Polymer modification is widely used to improve the high-temperature performance and durability of asphalt binders; however, polymer type and dosage can substantially affect binder workability and production temperatures. This study evaluated the rotational viscosity (RV) behavior of three base bitumens (Caspi 70/100, Shymkent 70/100, and Pavlodar/PNXZ 100/130) and several polymer-modified binders prepared using Butonal (3.5% and 5.0%), SBS (3.5%), and Titan (3.5%). RV was measured using a Brookfield Thermosel viscometer in accordance with ASTM D4402 at 135 °C and 165 °C, and over a programmed temperature range from 120 °C to 190 °C with 7 °C increments to construct viscosity–temperature curves and determine mixing and compaction temperature ranges. Polymer modification increased viscosity at both 135 °C and 165 °C relative to the corresponding base binders, indicating increased stiffness. Among the modified binders, 5.0% Butonal produced the highest viscosity and the poorest workability, with mixing temperatures exceeding 190 °C and compaction temperatures near 185 °C. Reducing Butonal content to 3.5% decreased production temperatures (≈175 °C mixing and ≈163 °C compaction). The SBS-modified binder showed a smoother viscosity trend and intermediate production temperatures (≈178 °C mixing and ≈167 °C compaction).
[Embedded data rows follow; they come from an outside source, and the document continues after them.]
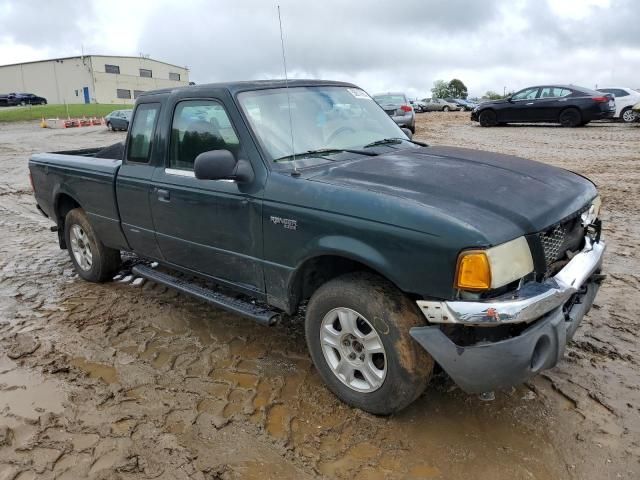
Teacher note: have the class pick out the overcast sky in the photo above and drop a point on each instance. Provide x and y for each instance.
(379, 45)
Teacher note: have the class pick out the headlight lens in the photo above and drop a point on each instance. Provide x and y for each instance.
(591, 215)
(494, 267)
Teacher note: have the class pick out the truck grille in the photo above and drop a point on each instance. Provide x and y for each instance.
(552, 244)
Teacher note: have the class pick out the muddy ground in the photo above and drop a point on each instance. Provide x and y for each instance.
(115, 381)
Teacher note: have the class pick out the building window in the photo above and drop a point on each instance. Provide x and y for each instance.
(123, 93)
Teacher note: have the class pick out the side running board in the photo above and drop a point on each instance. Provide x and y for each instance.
(259, 314)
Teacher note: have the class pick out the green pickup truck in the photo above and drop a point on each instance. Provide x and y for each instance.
(266, 198)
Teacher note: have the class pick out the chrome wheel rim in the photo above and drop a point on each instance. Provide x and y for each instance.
(629, 116)
(353, 350)
(80, 247)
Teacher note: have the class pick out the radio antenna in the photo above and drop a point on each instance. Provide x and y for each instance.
(286, 84)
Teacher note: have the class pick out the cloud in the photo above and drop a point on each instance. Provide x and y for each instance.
(377, 44)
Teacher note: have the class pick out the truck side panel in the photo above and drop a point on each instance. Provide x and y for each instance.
(87, 181)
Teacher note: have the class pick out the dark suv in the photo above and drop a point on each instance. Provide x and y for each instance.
(22, 99)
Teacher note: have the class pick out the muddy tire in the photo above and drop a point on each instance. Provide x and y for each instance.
(357, 328)
(488, 118)
(570, 118)
(91, 259)
(628, 116)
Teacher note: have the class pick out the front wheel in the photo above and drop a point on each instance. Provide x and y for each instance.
(357, 328)
(628, 115)
(92, 260)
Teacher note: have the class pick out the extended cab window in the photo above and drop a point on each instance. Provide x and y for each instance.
(141, 135)
(199, 126)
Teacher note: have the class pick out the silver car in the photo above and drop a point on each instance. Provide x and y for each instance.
(440, 105)
(397, 105)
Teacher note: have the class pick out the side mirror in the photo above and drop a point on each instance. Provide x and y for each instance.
(222, 165)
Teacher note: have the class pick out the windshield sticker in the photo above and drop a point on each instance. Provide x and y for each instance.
(356, 92)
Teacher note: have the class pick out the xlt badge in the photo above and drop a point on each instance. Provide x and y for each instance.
(287, 223)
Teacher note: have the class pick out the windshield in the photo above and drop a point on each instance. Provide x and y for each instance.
(323, 118)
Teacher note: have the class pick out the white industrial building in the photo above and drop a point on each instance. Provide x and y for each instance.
(91, 78)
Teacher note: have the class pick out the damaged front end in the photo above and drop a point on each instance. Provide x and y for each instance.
(486, 344)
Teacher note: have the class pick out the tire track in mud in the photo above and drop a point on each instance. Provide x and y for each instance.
(148, 383)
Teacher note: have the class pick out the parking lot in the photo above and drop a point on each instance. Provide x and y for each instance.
(116, 381)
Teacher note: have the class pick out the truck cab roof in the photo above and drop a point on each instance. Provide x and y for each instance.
(241, 86)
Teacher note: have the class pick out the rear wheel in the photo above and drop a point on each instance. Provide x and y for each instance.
(570, 117)
(488, 118)
(357, 328)
(628, 115)
(92, 260)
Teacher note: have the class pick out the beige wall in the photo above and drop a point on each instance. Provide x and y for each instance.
(61, 81)
(58, 81)
(107, 84)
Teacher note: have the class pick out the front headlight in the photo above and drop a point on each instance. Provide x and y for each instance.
(494, 267)
(591, 215)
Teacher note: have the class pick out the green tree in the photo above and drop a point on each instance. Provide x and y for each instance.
(440, 89)
(457, 89)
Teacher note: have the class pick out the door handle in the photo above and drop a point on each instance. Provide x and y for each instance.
(163, 195)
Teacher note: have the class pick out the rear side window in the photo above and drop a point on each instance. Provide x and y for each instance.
(199, 126)
(141, 134)
(528, 94)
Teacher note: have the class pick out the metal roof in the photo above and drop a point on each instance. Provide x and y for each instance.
(96, 55)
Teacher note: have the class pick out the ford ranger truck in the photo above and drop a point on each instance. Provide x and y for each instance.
(262, 198)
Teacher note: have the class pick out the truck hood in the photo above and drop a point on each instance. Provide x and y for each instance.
(501, 196)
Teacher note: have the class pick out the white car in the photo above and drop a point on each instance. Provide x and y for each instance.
(626, 98)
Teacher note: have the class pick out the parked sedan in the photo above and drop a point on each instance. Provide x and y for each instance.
(118, 120)
(23, 99)
(568, 105)
(399, 108)
(626, 98)
(462, 103)
(440, 105)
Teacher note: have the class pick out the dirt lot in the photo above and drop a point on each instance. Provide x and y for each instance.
(116, 381)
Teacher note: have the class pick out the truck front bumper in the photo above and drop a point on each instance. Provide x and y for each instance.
(553, 308)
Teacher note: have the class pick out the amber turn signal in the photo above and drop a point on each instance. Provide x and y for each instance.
(474, 271)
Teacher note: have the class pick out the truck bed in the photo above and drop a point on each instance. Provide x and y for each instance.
(81, 177)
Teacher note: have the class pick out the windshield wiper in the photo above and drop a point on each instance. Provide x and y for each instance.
(325, 151)
(393, 140)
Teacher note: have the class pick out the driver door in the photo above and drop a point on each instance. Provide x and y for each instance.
(206, 226)
(521, 106)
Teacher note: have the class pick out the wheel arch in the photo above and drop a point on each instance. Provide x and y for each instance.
(63, 203)
(328, 264)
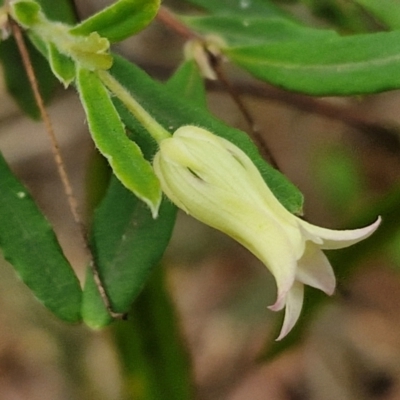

The most favorable workability was achieved with 3.5% Titan, which yielded the lowest viscosity curves and the lowest production temperatures (≈149 °C mixing and ≈144 °C compaction), while remaining below the 3000-cP handling threshold consistent with ASTM D6373. Overall, the results demonstrate that polymer type and dosage govern the balance between stiffness enhancement and manufacturability, and that multi-temperature RV profiling improves the precision of mixing and compaction temperature selection.